The market knows best, they say. As Councilmember Larry Wahl put it, after listening to testimony for more than four hours, “I’m concerned that we have a roomful of bureaucrats, politicians and consultants telling the marketplace what to provide.”
On the other side are those like Elizabeth Devereaux, a local artist who co-chairs the Chico Sustainability Group, which has 60 members. In order to fulfill the mandate to reduce greenhouse gases, she said, “we need to stop the sprawl and get [people] out of their cars.”
Besides, she said, demographics are changing. There are fewer families with children and more retirees and single people in Chico these days, a trend that will continue.
Others agreed with her, arguing that Chico, like the rest of California and the nation, is at a critical juncture right now. Barbara Vlamis, representing the Butte Environmental Council, mentioned a number of constraints on growth, including air quality, diminishing water supplies, the threat of fire, carbon emissions and declining local, state and federal budgets for infrastructure.

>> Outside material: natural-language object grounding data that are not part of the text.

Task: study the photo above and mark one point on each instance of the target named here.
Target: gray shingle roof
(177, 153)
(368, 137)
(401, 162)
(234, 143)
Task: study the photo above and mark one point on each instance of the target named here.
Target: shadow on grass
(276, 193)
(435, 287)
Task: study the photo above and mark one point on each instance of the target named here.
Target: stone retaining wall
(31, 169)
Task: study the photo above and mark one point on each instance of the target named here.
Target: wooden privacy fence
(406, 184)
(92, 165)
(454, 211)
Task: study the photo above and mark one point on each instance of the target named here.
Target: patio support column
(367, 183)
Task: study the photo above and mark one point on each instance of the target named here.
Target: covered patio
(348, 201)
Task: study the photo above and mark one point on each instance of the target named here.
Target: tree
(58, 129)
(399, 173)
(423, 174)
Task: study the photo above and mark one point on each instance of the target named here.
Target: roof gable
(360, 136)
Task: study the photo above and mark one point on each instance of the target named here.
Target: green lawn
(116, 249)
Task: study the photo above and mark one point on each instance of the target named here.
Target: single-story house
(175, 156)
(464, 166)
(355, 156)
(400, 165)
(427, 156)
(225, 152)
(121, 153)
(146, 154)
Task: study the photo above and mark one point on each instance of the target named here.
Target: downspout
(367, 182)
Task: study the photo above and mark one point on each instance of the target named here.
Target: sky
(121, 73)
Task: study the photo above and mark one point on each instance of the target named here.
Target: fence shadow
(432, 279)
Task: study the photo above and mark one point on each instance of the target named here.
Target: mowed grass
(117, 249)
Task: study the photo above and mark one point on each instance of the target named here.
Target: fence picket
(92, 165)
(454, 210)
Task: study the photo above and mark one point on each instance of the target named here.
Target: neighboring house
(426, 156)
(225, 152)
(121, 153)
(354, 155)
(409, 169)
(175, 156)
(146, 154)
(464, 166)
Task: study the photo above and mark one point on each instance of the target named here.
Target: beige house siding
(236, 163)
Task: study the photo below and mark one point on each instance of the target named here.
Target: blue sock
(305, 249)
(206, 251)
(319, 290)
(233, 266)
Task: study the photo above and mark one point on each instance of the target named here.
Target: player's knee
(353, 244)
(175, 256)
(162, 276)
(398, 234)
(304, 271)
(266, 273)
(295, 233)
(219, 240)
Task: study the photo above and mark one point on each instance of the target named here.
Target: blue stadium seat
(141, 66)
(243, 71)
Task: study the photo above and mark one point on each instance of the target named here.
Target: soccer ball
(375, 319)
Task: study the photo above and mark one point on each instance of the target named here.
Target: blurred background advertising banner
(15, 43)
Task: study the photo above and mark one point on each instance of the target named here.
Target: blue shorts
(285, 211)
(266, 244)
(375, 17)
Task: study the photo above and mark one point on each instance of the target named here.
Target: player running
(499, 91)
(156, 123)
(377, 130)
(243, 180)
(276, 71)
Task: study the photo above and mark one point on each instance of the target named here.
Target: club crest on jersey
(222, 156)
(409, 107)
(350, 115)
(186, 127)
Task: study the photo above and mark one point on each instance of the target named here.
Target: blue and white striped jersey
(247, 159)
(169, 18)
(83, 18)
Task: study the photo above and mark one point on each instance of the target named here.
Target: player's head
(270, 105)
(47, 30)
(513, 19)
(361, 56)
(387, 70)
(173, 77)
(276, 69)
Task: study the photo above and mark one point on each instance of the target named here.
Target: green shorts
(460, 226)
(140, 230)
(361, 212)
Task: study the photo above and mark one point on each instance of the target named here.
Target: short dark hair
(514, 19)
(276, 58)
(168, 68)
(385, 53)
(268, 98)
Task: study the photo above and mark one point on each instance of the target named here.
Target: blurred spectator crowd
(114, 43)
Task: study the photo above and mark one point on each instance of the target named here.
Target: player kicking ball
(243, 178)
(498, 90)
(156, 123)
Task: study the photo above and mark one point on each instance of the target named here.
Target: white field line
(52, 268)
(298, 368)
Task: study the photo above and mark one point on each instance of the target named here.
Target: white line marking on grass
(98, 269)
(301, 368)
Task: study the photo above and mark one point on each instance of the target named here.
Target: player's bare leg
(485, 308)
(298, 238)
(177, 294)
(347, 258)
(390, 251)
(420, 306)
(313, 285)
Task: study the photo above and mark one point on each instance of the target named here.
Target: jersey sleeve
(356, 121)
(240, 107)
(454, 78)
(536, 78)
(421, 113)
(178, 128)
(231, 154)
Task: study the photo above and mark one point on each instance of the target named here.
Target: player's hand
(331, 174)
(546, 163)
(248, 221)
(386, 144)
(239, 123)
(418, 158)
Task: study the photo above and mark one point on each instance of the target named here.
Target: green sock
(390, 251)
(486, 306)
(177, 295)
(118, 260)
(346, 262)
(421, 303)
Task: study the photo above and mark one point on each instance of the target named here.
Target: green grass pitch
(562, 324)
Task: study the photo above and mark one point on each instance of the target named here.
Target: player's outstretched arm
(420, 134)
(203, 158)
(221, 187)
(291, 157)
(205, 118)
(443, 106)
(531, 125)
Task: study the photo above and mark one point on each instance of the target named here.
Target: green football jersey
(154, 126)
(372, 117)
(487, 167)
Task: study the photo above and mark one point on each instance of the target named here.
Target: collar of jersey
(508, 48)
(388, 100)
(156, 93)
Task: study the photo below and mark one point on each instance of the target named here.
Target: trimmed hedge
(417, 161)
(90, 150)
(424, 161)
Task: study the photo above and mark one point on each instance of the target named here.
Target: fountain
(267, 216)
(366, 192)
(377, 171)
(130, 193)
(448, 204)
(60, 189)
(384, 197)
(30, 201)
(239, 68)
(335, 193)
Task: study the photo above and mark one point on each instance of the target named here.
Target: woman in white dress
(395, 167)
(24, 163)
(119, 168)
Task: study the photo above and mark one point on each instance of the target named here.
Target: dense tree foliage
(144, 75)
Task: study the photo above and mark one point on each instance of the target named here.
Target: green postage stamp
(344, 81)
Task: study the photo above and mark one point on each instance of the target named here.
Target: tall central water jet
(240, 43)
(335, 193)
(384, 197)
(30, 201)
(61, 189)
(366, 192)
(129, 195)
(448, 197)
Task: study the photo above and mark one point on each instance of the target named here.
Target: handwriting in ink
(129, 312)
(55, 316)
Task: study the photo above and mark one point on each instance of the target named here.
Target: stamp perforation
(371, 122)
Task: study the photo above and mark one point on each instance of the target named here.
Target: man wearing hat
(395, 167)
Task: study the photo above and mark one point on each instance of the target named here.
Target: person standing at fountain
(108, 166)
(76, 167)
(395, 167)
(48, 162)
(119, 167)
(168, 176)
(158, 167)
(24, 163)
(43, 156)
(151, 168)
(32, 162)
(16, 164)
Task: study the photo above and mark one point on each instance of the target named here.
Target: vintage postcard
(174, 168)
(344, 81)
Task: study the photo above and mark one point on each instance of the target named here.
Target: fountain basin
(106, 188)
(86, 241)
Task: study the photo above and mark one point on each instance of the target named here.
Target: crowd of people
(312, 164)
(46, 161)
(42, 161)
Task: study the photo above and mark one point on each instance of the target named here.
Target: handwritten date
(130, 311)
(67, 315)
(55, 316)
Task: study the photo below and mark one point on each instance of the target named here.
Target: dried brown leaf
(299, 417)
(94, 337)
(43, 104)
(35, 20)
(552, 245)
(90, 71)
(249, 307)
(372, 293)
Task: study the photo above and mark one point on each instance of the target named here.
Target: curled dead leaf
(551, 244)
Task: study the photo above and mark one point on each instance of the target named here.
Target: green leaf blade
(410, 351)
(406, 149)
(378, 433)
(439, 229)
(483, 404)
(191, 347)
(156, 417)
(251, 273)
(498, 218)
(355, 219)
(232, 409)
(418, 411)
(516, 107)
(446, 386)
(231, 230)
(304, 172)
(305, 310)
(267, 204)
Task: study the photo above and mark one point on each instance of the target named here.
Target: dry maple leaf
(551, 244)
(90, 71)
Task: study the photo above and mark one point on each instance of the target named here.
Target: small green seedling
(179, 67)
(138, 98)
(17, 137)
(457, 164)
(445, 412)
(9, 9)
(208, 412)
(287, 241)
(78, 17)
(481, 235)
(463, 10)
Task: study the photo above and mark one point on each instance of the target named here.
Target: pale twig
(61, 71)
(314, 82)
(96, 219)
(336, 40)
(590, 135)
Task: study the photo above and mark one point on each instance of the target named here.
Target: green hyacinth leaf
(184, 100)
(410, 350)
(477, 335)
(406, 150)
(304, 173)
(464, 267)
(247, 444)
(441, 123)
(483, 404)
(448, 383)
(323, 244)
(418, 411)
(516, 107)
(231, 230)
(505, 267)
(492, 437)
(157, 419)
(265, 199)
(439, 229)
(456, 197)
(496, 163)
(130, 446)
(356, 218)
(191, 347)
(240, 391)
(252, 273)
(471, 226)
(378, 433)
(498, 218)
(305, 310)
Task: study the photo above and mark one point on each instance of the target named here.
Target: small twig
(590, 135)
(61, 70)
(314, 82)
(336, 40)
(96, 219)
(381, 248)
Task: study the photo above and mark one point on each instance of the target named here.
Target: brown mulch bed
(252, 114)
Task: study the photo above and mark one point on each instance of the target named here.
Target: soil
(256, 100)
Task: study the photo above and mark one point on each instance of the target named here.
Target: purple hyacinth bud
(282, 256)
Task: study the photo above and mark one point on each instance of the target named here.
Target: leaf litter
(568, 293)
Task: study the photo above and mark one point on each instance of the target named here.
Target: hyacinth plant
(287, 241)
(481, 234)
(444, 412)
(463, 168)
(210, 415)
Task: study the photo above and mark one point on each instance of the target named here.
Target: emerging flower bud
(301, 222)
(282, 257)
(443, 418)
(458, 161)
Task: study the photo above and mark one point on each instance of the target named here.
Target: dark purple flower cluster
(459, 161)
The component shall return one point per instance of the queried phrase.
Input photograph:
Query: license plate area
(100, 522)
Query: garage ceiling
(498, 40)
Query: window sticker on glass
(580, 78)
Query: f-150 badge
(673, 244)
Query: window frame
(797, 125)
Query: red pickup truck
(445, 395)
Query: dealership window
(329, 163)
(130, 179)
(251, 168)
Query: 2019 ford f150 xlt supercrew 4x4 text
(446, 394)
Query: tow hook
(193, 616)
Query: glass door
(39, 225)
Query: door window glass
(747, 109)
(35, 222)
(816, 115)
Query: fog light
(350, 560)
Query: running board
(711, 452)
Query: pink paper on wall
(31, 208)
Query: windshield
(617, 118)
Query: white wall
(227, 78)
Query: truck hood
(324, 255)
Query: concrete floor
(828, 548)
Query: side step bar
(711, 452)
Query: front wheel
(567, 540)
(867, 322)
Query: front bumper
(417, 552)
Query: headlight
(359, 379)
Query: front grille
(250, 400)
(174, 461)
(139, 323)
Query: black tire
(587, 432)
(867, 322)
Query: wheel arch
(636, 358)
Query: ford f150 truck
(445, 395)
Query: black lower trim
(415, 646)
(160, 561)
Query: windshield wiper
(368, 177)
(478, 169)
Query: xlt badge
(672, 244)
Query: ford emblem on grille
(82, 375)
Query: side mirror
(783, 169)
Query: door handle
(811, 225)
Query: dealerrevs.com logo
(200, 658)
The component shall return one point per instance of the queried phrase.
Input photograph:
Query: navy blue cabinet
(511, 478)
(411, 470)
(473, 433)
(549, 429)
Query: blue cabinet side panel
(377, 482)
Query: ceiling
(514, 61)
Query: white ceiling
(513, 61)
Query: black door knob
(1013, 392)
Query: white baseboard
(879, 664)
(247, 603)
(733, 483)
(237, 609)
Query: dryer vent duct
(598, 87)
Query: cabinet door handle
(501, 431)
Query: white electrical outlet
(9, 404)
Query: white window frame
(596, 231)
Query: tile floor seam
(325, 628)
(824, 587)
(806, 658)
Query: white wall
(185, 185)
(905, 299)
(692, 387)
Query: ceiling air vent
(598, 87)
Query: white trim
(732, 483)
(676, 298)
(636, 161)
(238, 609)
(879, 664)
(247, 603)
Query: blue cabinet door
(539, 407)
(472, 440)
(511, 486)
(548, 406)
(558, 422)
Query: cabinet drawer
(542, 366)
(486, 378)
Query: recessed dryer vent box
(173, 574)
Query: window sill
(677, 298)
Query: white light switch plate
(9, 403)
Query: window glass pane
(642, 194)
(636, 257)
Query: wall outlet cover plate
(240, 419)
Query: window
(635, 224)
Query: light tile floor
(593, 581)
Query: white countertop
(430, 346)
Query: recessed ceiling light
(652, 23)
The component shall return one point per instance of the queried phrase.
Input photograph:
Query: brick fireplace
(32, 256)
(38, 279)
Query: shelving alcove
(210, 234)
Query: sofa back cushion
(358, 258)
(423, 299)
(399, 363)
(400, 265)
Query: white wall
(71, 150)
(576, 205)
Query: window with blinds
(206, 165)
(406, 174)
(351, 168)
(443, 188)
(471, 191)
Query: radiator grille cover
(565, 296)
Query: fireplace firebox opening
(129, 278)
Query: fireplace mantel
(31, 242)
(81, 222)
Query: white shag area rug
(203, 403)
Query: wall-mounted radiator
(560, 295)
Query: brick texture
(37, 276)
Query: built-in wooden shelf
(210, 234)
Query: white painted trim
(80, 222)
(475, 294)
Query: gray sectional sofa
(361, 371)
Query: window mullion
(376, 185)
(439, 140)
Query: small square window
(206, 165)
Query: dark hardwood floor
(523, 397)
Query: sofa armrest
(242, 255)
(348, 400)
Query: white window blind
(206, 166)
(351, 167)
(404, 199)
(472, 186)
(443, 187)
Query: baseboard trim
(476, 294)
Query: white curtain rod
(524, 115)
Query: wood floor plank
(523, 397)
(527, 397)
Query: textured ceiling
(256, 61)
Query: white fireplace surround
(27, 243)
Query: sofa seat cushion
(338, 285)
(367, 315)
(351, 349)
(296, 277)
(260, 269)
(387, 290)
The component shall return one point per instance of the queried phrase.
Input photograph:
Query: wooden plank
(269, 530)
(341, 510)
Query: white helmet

“We need a new model of dwelling types,” she said. “It’s time for the city to take the leadership” when it comes to greenhouse gases. Besides, if the city approves either Altenative A or B, she warned, it will have to acknowledge the carbon emissions in its environmental-impacts report and figure out how to mitigate them. “The best way to avoid that is to avoid the impacts,” she added pointedly.
More than 25 Chicoans stepped to the podium to offer thoughts on the general plan, and no two of them had exactly the same take.
Members of the General Plan Advisory Committee are “leaning toward” Alternative B, with a number of changes, its chairman, former Mayor Jim Owens, said during a break. And others, including Dolan, spoke of coming up with a “hybrid” that would pick and choose the best elements from all three alternatives.
Whether that’s practicable, or even possible, given the starkly differing approaches on view Tuesday, will soon be known.
All three of the alternatives will move forward for further review, including cost analyses, but one will be designated as “preferred” and receive special scrutiny, said Pam Johns, the project manager for consulting firm PMC.
The goal is to have the council decide on its preferred alternative by its Sept. 16 meeting. The Planning Commission will hold a hearing before then and make its recommendations to the council. The two-year general-plan-update process is half over, Johns said, and the ultimate goal is to have it done by August 2009.